There literally is no better feeling than getting to work to see the envelope containing your paycheck invoice on your seat. It’s that feeling of, “Yes! That means I won’t be evicted for the next two weeks!“, “Yes! I can finally pay off a 10% of my anger management sessions!“, “Yes! I can eat something other than Beanie-Weenies and Alpo!” I’m sure the partner across the hall from me (who doesn’t even need an envelope with the tallied amount for the last payment period) has just gotten an email from his financial adviser telling him that because he set aside an automatic transfer of 28% of all new firm shares to be put into venture capital, he now has enough to buy a small Caribbean island. Well, good for him.
But, I’m not him and that is the last thing on my mind. Right now, I have money. I have something that I didn’t have 24, 12, even 2 hours ago. It has magically appeared in my bank account and now I can do whatever I want with it. Mwahahahaha– Oh, wait… Well, shit… Paralegal Hell!! Why did you have to remind me of my eternal responsibilities? Well, thanks SO much. I guess I’ll wait off on buying that one belt for work and keep wearing the same belt I’ve had since I was 14. (Yeah, if only my waist-size was still anywhere near that size. I think it’s doubled since then.)
Still, you all know that feeling of excitement that comes over you when you know you’ve worked well into OT and you’re waiting for that check that will make you feel like Scrooge McDuck diving through a pool of gold coins?

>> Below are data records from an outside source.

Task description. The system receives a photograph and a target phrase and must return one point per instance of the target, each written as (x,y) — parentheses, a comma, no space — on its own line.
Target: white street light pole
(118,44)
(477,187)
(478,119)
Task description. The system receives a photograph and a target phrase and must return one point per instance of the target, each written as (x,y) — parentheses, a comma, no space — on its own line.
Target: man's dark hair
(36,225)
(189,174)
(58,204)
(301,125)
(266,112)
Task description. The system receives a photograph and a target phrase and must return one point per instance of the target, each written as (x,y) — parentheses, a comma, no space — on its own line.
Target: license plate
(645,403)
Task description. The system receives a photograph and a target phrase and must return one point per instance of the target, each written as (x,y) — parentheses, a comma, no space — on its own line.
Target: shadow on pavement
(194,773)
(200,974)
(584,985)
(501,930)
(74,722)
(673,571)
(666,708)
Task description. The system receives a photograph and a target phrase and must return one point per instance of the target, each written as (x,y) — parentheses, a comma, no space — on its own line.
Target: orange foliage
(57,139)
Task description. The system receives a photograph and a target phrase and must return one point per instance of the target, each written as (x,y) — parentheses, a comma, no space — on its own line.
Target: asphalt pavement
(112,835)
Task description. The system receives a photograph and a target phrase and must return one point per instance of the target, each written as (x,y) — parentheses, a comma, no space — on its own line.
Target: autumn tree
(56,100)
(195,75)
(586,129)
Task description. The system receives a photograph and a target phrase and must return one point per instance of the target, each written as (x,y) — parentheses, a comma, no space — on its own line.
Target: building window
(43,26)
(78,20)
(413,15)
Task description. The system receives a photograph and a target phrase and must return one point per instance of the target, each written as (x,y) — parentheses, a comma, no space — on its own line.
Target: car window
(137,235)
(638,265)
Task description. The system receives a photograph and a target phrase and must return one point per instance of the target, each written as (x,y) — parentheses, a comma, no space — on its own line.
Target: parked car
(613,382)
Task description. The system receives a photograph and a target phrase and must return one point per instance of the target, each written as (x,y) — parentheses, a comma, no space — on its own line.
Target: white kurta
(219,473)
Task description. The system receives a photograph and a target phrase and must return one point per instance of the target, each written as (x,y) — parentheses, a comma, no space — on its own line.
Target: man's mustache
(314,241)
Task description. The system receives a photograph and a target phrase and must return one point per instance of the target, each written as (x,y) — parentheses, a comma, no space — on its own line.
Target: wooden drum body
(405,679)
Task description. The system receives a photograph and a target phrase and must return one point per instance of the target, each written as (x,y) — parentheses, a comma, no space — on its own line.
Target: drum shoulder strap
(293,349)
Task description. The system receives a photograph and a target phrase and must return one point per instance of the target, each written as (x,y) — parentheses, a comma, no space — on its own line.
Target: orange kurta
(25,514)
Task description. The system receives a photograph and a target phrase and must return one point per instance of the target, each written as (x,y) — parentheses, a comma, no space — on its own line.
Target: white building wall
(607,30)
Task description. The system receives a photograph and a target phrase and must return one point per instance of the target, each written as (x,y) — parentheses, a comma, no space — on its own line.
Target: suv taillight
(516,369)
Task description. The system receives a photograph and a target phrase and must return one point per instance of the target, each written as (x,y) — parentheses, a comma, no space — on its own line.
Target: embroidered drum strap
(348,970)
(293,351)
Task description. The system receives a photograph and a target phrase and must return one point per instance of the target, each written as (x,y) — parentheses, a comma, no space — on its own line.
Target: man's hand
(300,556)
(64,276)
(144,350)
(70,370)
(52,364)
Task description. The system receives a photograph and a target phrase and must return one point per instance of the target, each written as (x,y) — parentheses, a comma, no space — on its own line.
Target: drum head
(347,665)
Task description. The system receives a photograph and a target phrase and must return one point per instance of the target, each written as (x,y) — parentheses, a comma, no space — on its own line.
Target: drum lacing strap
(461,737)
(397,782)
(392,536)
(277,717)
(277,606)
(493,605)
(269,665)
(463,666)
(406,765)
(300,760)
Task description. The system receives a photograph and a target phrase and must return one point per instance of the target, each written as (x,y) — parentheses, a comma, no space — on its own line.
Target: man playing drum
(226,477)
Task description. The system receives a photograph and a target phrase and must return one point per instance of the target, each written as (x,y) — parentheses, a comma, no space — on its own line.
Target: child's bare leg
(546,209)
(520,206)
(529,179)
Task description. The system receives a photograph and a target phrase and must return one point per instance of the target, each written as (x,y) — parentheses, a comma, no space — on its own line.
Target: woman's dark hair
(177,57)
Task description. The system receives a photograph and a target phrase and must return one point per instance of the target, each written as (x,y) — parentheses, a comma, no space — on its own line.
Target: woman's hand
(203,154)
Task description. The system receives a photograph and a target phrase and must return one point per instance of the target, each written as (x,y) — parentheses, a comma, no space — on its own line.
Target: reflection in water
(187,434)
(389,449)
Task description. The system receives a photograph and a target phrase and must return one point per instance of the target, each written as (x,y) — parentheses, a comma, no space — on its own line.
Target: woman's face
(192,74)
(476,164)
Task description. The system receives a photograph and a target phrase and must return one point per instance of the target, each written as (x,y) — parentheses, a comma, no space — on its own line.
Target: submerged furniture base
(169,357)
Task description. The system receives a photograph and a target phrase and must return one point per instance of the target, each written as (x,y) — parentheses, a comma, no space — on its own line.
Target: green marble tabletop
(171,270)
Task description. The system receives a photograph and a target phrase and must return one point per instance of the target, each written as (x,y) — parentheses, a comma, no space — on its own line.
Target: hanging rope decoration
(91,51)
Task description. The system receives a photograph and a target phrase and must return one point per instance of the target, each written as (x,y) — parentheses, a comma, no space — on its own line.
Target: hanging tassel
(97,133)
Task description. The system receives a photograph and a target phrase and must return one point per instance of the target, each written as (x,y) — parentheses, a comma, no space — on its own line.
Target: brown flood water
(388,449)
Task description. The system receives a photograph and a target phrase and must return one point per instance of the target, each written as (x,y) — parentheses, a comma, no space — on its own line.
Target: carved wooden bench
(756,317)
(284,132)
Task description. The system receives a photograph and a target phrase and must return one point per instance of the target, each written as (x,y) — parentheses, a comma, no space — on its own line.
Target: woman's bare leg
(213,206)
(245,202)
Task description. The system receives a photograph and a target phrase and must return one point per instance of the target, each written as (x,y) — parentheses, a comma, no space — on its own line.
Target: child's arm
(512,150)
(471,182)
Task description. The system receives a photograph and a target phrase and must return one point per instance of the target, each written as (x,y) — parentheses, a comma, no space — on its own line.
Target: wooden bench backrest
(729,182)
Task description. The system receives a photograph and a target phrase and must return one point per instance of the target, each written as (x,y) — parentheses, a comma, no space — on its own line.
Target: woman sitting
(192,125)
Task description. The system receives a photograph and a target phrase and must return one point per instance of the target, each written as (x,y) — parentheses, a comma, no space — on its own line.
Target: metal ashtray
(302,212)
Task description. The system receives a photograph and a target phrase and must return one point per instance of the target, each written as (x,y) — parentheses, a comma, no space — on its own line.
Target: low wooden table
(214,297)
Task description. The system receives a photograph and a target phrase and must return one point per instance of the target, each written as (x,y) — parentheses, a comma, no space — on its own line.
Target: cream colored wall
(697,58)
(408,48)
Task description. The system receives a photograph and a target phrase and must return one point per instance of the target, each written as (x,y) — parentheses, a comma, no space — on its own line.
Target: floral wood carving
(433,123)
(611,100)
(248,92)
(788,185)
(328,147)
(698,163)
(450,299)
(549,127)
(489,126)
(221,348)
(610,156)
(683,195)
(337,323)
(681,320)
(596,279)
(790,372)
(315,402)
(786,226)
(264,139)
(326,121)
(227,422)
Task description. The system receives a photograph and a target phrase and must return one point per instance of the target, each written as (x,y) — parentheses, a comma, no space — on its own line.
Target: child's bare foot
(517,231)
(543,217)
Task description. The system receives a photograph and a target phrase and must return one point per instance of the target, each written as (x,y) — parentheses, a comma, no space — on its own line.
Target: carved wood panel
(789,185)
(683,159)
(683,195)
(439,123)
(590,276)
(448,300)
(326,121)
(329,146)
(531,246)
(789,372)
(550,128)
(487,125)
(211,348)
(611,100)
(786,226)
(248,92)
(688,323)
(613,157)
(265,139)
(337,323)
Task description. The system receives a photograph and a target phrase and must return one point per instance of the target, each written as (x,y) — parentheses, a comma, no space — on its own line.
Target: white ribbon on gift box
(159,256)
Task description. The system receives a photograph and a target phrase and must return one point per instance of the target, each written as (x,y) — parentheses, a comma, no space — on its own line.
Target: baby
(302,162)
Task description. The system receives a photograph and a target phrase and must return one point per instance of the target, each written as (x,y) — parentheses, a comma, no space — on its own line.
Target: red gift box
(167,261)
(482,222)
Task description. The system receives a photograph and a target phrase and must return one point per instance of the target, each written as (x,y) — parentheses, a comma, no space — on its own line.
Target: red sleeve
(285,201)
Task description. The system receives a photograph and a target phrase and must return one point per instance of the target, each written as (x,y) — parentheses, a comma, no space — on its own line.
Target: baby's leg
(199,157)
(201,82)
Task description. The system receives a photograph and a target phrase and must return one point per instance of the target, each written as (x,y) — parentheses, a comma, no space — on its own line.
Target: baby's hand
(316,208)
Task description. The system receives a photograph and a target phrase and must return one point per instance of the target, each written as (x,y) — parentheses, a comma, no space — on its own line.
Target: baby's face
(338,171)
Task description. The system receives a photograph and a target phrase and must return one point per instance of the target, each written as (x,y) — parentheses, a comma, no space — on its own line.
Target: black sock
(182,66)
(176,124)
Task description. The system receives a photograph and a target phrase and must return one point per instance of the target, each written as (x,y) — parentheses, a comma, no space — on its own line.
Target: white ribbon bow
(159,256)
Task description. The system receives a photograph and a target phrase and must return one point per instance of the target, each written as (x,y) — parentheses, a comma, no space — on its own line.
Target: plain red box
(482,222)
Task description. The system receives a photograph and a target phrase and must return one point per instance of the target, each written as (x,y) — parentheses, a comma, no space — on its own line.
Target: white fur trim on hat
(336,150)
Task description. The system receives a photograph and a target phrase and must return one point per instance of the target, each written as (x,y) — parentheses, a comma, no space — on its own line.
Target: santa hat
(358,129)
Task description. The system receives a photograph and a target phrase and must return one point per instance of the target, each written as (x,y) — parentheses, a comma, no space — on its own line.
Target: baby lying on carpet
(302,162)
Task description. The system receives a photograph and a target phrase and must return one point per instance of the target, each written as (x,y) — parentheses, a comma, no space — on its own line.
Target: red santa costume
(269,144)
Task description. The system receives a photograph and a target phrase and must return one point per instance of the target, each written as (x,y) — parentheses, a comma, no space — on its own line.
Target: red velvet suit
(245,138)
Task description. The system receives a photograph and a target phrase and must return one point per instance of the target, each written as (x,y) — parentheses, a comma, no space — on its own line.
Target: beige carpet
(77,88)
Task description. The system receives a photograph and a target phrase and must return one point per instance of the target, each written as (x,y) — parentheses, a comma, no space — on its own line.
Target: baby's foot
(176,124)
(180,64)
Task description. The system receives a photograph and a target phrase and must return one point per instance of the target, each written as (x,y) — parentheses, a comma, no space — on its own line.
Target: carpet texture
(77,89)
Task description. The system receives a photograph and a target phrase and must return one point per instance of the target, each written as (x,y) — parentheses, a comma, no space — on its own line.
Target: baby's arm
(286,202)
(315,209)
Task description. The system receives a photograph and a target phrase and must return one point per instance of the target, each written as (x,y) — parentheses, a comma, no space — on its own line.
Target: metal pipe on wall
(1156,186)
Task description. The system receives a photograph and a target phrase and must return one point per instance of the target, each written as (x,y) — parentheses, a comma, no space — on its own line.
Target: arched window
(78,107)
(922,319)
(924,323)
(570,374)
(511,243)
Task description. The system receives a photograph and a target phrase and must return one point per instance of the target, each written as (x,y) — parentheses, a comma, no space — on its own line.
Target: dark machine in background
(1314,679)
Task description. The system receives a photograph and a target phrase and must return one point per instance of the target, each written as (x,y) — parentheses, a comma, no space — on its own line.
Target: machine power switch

I seriously have a problem with taxes. And the government. At least right now. Evidently, it doesn’t matter HOW much I work. I am still going to end up with roughly the exact same amount because of what the government decides to take out. I couldn’t give a shit if I see my money at the end of the year. I want it now. I want it now so I can do with it what I please. Government, today is your special SUCK IT day from me and I’m sure a lot of other people out there. You are a sadist for not only taking out more than enough, but also for making your Tax Day happen on Pay Day. You made my frown go from upside down back to down. Bitches.